Plans to raise dam already impacting some Lake Shasta businesses [Redding Record Searchlight]
More than 100 people filled the Lions Club in Lakehead Monday morning to voice concerns, get information and pose questions to Congressman Doug LaMalfa about a proposal that would raise Shasta Dam as much as 18.5 feet. The addition to the dam would increase the capacity of the 4.5 million acre-foot reservoir by about 13 percent, a move proponents say is necessary amid California’s ongoing water woes. But it would also raise the lake’s level and displace dozens of local residents and businesses. Those concerns were the focus of Monday’s meeting. LaMalfa, R-Roseville, assured folks he would only support the dam raising project if locals affected were justly compensated and given the opportunity to relocate in the area….LaMalfa said water was just too big an issue in California not to look at all available options, including raising the dam. He said his role would be to fight for those affected to ensure they were appropriately compensated and treated fairly in the deal.

Climate scientists have a beef with beef [Los Angeles Times]
If you want to slow climate change, white meat may be the right meat, according to two studies that tally the environmental effect of the beef industry. Raising cattle in the U.S. requires 28 times as much land and 11 times as much irrigation water, and pumps at least five times as much planet-warming gases into Earth's atmosphere than producing the equivalent calories of dairy products, poultry, pork or eggs, according to a study published online Monday in the journal Proceedings of the National Academy of Sciences. And from 1961 to 2010, worldwide emissions of planet-warming gases from livestock increased 51%, with the bulk of the increases coming from developing nations that are rapidly adopting the U.S. model of meat consumption, according to another study published Monday in the journal Climatic Change.…The beef industry, not surprisingly, is not impressed. "The PNAS study represents a gross over-simplification of the complex systems that make up the beef value chain, a point which the authors acknowledge," Kim Stackhouse-Lawson, director of sustainability research for the National Cattlemen's Beef Assn., said in a statement. "The fact is the U.S. beef industry produces beef with lower greenhouse gas emissions than any other country."

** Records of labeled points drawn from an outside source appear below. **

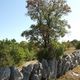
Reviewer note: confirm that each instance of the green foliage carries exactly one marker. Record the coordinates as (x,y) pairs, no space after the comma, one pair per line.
(30,55)
(50,23)
(78,45)
(13,53)
(55,50)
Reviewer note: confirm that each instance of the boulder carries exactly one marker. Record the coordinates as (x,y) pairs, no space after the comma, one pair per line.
(46,70)
(15,74)
(27,72)
(36,73)
(4,73)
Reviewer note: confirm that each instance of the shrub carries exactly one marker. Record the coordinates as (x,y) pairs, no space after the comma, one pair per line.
(55,50)
(78,45)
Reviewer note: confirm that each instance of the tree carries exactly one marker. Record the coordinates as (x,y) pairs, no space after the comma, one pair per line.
(50,23)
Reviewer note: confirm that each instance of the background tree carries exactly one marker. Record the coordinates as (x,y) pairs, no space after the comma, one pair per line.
(50,23)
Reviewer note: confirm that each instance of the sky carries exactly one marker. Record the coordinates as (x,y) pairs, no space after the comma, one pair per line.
(13,20)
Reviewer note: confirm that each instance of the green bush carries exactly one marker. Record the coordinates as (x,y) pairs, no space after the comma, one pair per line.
(78,45)
(55,50)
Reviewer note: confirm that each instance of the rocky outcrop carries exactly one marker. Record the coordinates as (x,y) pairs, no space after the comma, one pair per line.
(47,69)
(15,74)
(4,73)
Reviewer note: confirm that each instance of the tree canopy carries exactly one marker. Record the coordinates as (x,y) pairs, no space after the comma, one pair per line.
(51,24)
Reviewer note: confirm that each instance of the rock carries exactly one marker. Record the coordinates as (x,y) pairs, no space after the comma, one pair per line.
(46,70)
(27,72)
(4,73)
(15,74)
(36,73)
(53,68)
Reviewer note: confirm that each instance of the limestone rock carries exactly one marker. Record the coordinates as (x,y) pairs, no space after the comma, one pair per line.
(15,74)
(4,73)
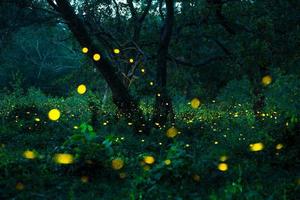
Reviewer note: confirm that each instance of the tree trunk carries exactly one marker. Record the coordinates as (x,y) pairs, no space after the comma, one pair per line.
(163,104)
(126,104)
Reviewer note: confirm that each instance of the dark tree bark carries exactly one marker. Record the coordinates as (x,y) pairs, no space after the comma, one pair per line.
(126,104)
(163,104)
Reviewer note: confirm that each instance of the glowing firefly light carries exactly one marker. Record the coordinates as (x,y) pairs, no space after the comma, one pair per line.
(116,51)
(64,158)
(54,114)
(223,167)
(149,159)
(195,103)
(29,154)
(81,89)
(96,57)
(256,146)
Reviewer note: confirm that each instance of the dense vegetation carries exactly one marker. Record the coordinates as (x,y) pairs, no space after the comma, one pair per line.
(149,99)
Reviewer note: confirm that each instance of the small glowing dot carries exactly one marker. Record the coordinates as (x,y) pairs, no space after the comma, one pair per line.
(117,164)
(266,80)
(64,158)
(195,103)
(54,114)
(223,158)
(85,50)
(149,159)
(116,51)
(96,57)
(279,146)
(29,154)
(81,89)
(167,162)
(172,132)
(256,146)
(223,167)
(37,119)
(146,168)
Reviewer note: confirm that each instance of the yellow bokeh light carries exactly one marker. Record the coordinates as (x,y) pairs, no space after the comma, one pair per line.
(29,154)
(279,146)
(149,159)
(81,89)
(54,114)
(223,167)
(20,186)
(172,132)
(223,158)
(195,103)
(96,57)
(266,80)
(167,162)
(256,146)
(117,163)
(146,167)
(64,158)
(85,50)
(116,51)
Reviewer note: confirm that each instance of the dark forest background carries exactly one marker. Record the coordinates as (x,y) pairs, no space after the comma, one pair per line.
(189,99)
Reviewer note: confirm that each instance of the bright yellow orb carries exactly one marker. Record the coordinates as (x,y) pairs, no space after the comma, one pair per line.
(64,158)
(116,51)
(279,146)
(117,164)
(29,154)
(223,167)
(96,57)
(167,162)
(223,158)
(256,146)
(37,119)
(149,159)
(195,103)
(85,50)
(81,89)
(171,132)
(266,80)
(54,114)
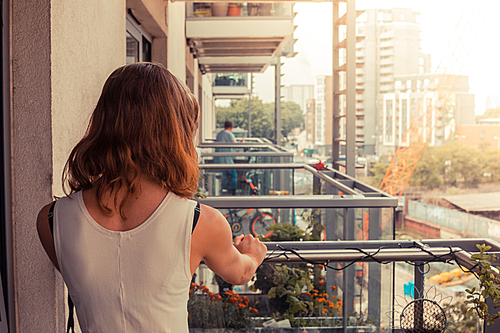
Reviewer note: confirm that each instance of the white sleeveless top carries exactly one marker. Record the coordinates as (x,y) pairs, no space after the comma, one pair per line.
(126,281)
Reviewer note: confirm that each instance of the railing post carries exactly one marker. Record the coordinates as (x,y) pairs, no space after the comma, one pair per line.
(374,269)
(418,293)
(348,273)
(331,225)
(495,326)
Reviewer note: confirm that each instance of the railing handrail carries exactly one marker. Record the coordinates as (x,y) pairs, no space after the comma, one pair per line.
(338,180)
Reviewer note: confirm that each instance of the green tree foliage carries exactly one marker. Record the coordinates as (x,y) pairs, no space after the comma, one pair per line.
(427,170)
(449,165)
(490,113)
(262,117)
(456,165)
(378,172)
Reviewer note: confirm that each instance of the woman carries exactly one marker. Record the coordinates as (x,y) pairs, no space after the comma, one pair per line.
(123,239)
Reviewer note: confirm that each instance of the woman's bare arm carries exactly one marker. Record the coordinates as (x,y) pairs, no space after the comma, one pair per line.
(43,227)
(212,242)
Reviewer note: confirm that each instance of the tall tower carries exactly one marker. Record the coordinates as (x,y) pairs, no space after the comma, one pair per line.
(390,47)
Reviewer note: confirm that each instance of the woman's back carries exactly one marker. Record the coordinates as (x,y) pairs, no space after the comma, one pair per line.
(126,281)
(122,244)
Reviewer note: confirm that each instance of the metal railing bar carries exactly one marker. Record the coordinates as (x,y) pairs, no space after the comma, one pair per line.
(247,153)
(299,201)
(467,244)
(252,166)
(385,255)
(338,185)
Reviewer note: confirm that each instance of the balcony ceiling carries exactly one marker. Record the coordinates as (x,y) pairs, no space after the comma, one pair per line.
(237,45)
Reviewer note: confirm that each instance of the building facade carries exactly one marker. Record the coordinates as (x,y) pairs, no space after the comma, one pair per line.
(389,46)
(416,94)
(299,94)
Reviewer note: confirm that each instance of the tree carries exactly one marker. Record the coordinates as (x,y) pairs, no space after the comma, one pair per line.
(262,117)
(378,172)
(427,172)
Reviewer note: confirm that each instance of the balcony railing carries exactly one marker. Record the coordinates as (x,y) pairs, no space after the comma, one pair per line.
(205,9)
(238,80)
(340,232)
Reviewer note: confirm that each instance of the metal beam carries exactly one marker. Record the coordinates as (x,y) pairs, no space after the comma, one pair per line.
(277,102)
(350,153)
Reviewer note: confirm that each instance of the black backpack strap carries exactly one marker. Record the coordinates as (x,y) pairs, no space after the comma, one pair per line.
(51,218)
(197,211)
(71,306)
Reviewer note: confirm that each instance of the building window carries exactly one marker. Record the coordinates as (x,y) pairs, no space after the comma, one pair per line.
(389,124)
(138,42)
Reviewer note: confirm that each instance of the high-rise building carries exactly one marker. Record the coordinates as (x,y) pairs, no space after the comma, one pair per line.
(299,94)
(412,95)
(389,47)
(492,102)
(309,123)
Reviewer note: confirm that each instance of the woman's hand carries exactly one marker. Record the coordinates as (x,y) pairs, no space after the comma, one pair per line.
(251,246)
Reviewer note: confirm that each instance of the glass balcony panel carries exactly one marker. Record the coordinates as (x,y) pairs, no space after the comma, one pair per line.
(248,181)
(239,80)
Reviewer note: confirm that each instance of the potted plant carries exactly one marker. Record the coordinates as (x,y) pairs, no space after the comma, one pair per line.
(223,312)
(489,286)
(234,9)
(219,8)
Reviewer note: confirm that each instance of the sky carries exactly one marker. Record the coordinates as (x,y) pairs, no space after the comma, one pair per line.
(478,40)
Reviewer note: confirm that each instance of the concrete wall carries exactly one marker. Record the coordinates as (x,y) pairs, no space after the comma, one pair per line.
(61,54)
(88,43)
(36,281)
(177,40)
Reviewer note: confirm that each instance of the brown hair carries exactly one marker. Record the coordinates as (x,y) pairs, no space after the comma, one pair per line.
(143,123)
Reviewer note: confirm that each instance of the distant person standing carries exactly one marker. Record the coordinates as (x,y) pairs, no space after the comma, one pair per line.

Cash crops with dividends: Financiers transforming strawberries into securities [New York Times]
His boots were caked with mud when Thomas S. T. Gimbel, a longtime hedge fund executive, slipped in a strawberry patch. It was the plumpness of a strawberry that had distracted him. Mr. Gimbel, who once headed the hedge fund division of Credit Suisse, now spends more time discussing crop yields than stock or bond yields. He is the man on the ground for a group of investors — including New York’s biggest real estate dynasty, two Florida sugar barons and the founder of a multibillion-dollar investment firm — who have been buying up farms across the United States through a real estate investment trust called the American Farmland Company. Hedge funds are not new to farmland….But in the latest twist, a small but growing group of sophisticated investors and bankers are combining crops and the soil they grow in into an asset class that ordinary investors can buy a piece of.

Some food companies are quietly dumping GMO ingredients [NPR]
…The news that Ben & Jerry's is taking a vocal stand on a controversial issue is no surprise; it's part of the company's calling card. But some other mainstream companies are carefully — and much more quietly — calibrating their non-GMO strategies. General Mills' original plain Cheerios are now GMO-free, but the only announcement was in a company blog post in January. And you won't see any label on the box highlighting the change. Grape Nuts, another cereal aisle staple, made by Post, is also non-GMO. And Target has about 80 of its own brand items certified GMO-free….Nathan Hendricks, an agricultural economist at Kansas State University, says big food producers are trying to gauge what direction consumers are headed in….But even as they create GMO-free products, many of these corporations are fighting state initiatives that would require them to give consumers more information about their ingredients.